Atmayanlar sanırım emlakçılar.
Bana ne?
Beni ülkem ve ülkem insanı ilgilendiriyor.
Tabi aynı zamanda Rus’un aldığı konut nedeniyle Türk insanının da alacağı konutun fiyatının yükselmesi gerçeği.
Gönlüm isterdi ki ATSO Başkanı Ali Bahar hazır ekonomiden girmişken sade vatandaşların başından geçenlerden de bahsedip, yetkilileri göreve davet etsin.
Ekmek kaç para oldu ekmek?
Çay kaşığı ile emekliye verilip, dozer kepçesiyle geri alınamaya çalışılması ATSO gibi dev STK’mızı ilgilendiriyor mu ki?
Merak ediyorum da arabası olup da, son 2-3 aydır evine ceza makbuz tutanağı gelmeyen var mıdır?
Varsa o araba bence vatandaşın oto parkında kilitlidir.
Hiç de dışarıya çıkartmıyordur.
Yine buradan soruyorum.
Arabasıyla Ankara, İstanbul ne bileyim Bursa veya Eskişehir.
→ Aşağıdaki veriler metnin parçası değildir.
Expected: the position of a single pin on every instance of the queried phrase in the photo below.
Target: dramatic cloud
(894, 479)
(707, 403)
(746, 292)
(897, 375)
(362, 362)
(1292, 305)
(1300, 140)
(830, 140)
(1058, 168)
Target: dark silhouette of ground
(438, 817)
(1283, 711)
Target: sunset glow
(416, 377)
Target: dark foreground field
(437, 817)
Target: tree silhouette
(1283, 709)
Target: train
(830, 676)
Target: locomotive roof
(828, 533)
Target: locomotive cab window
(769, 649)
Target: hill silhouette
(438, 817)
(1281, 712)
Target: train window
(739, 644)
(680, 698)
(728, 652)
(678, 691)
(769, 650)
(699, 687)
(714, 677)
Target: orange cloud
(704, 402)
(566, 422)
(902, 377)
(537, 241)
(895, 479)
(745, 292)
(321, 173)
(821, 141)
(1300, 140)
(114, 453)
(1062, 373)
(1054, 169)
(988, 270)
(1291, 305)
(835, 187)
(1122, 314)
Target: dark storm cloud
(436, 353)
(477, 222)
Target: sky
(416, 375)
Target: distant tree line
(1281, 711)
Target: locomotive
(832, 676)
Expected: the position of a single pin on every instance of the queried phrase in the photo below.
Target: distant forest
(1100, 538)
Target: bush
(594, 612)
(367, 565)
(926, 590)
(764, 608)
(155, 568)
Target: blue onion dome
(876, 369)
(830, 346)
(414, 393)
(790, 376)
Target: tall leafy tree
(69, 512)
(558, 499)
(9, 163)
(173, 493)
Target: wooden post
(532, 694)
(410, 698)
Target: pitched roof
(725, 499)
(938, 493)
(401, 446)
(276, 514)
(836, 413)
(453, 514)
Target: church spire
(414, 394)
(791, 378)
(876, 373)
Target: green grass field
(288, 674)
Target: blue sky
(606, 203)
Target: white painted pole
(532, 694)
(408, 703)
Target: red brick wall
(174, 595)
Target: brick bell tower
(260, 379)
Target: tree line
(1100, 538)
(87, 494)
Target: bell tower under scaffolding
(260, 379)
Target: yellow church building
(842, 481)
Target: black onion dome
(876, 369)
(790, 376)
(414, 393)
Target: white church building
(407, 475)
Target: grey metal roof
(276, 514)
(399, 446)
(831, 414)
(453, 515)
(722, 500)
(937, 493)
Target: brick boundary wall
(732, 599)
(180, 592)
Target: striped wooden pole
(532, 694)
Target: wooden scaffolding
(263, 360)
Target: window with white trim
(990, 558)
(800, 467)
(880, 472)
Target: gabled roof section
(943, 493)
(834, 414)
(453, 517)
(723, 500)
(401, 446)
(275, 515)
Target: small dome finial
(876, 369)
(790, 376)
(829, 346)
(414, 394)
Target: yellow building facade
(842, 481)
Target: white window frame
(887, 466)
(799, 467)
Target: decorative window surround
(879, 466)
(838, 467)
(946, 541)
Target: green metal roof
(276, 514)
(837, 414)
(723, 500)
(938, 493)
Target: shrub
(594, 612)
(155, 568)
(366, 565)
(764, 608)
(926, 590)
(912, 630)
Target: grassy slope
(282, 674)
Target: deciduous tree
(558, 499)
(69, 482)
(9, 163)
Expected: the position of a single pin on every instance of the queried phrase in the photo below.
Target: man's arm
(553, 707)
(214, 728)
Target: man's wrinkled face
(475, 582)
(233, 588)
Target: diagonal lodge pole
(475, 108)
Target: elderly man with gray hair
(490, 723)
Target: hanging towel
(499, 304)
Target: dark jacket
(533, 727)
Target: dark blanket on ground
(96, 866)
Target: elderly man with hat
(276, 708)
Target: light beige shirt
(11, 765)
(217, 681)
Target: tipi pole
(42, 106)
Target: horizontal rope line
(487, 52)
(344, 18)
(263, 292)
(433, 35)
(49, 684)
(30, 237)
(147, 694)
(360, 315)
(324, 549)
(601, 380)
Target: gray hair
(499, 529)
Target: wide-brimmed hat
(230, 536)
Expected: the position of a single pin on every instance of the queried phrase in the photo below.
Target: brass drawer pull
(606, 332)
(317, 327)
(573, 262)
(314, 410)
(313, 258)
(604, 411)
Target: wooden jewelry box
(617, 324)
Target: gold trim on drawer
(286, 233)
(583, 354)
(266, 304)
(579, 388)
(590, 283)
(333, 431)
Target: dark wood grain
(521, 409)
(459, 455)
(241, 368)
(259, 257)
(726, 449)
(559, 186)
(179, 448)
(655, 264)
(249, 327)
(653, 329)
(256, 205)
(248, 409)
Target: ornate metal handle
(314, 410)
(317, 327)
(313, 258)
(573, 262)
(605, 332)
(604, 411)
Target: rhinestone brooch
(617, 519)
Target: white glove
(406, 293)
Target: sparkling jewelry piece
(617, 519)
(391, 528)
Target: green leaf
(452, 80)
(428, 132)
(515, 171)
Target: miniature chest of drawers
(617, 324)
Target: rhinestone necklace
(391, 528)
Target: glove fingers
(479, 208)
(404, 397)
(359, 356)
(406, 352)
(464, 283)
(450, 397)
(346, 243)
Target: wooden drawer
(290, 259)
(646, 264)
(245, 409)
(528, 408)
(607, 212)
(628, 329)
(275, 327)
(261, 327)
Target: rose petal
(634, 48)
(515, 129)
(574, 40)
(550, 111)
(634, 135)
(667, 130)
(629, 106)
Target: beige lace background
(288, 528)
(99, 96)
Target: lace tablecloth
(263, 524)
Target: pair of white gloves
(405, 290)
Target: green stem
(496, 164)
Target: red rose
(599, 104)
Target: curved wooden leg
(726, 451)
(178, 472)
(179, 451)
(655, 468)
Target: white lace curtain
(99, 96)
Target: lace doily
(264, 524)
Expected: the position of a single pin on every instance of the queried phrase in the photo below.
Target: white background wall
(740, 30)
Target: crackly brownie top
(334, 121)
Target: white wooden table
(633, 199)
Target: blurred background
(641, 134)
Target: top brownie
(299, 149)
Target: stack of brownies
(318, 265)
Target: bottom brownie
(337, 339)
Belki de Samsun yada İzmir taraflarına gidip, geri dönenlerin arasında arkalarından trafik cezası gelmeyen kaç kişi vardır?
Merak edene yardımcı olayım mı?
Muhtarlıklara gidin. Postacının vatandaşlara tebligatı için güya evde bulamadığı kişilere ulaştırılması için bırakılan yüzlerce ceza tutanakları mevcut.
Vatandaşı suçüstü yakalayamıyorsan oku plakasını, bak uygun ceza içeren kanun maddesini, yolla adresine ceza tutanağını. Evde mi yok? Postacı götürür mahallenin muhtarına o tutanağı bırakır, o andan itibaren de ceza çalışmaya başlar. Süresinde evrağı aldın ve yine süresinde itirazın varsa ettin ettin. Edemedin mi, sizi vergi dairesi veznesine alalım.
Var mı öyle emekliyim diyerek üç kuruş da olsa zam alıp onu yan gelip yatarak yemek?
Kimin umurunda ki?
Zenginin parası ev almayı, yatırım yapmayı konuşturuyor!.
Peki ya garibana yüklenen faturalara ne demeli?